Holidays for farmers and homesteaders
Early May through the middle of June: At this time, explore the possibility of marketing to consumers who are celebrating the graduation of a child from high school or college. Lambs and kids born in late winter and spring may be suitable for this market.

Weather trends
Cool fronts are due to cross the Mississippi on or about May 2, 7, 12, 15, 21, 24 and 29. New moon on May 9 and full moon on May 24 could contribute to unseasonable cold and to unstable meteorological conditions.

Tornadoes, floods or prolonged periods of soggy pasture are most likely to occur within the following windows: May 3-12 and 17-24.
Approximate chances for freezing temperatures after the following dates: May l, 50 percent; May 10, 25 percent; May 15, 15 percent; and May 31, 5 percent.

May allergy index
Pollen from flowering trees usually peaks about May 10, but trees continue to be the major source of pollen in the air until grass pollen replaces it in the third week of the month.

Estimated pollen count on a scale of 0-700 grains per cubic meter: May 10, 500; May 15, 300; and May 31, 100.

Daybook
April 29: When possible, move your livestock when the weather is cool and dry, in order to reduce shrinkage and stress-related problems. Movement after the passage of a cold front usually provides more pleasant and more stable weather than transporting prior to the arrival of a front, when dropping barometric pressure sometimes makes animals a little more skittish.
The stability of high pressure can make worming and clipping feet a bit less traumatic, too.

April 30: As the year’s fifth month begins, haying gets under way across the South, moving up quickly the Ohio Valley and beyond. Transition your livestock slowly from last year’s old hay to this year’s fresh hay.

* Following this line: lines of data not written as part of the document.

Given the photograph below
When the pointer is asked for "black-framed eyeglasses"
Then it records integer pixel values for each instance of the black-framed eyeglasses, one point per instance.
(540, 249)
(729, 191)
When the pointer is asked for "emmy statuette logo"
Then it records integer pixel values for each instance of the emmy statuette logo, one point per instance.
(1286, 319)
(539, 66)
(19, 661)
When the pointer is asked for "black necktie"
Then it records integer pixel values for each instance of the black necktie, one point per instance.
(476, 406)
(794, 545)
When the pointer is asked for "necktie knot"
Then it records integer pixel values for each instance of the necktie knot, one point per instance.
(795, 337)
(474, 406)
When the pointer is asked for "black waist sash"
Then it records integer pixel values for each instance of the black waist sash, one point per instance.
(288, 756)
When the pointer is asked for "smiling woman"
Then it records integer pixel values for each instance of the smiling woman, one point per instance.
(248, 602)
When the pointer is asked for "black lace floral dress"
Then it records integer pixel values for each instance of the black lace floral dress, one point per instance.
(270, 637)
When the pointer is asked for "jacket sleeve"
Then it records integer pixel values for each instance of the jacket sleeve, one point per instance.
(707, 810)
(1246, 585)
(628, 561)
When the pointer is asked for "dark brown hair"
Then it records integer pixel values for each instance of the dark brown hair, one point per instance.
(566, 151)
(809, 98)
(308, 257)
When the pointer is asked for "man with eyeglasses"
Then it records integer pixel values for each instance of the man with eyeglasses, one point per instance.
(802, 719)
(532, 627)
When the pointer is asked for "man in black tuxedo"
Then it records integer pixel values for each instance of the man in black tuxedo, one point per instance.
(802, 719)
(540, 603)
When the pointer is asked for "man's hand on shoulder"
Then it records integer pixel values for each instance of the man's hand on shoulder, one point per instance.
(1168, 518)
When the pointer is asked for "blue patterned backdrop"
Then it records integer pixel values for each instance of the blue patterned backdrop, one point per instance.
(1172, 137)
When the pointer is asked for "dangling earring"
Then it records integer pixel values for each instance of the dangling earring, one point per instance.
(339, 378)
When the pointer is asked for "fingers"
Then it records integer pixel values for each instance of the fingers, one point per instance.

May 1: When daisies flower by the wayside and white mulberries and mountain maples bloom, then daddy longlegs hunt in the undergrowth and darners, by the water’s edge. And when lamb’s ear, tea roses, pink spirea or privets are blooming, then frost is likely to stay away until autumn.

Since the moon may exert less influence on ocean tides and on human and animal behavior when it comes into its second and fourth quarters, it might make more sense to perform routine maintenance on your livestock and pets on or about May 2, 17 and 31.

May 2: In the fields, fight armyworms and corn borers. Attack carpenter bees around the barn. The dark moon also favors traditional worm control methods such as liming the pasture, planting garlic and plowing in mustard.

It’s not too late to go to the local nursery and purchase small shrubs and trees in full bloom, and May is an excellent time for adding to your fruit tree collection.

May 3: As conditions permit, sow seeds for forages that will provide as close to year-round grazing as possible: tall fescue, ryegrass, wheat, oats and rape for early spring; Kentucky bluegrass and orchard grass for spring and fall; bromegrass and timothy for early summer; birdsfoot trefoil, bahiagrass, Bermuda grass, Sudan grass, crabgrass and lespedeza for mid- to late summer.
Plan to seed turnips in middle summer for late fall and early winter grazing.

May 4: Tidal lunar influences have been shown to be greater at full moon and new moon times. You might expect more trouble with your herd, spouse or children, therefore, on or about May 9 and 24.
May 5: Today is Greek Orthodox Easter. Plan on marketing kids and lambs to this market next year when both Roman and Orthodox Easter occur on the same day, April 20.
Today is also Cinco de Mayo each year: The number of Hispanics currently exceeds 35 million in the United States, and they might also enjoy your lamb and chevon.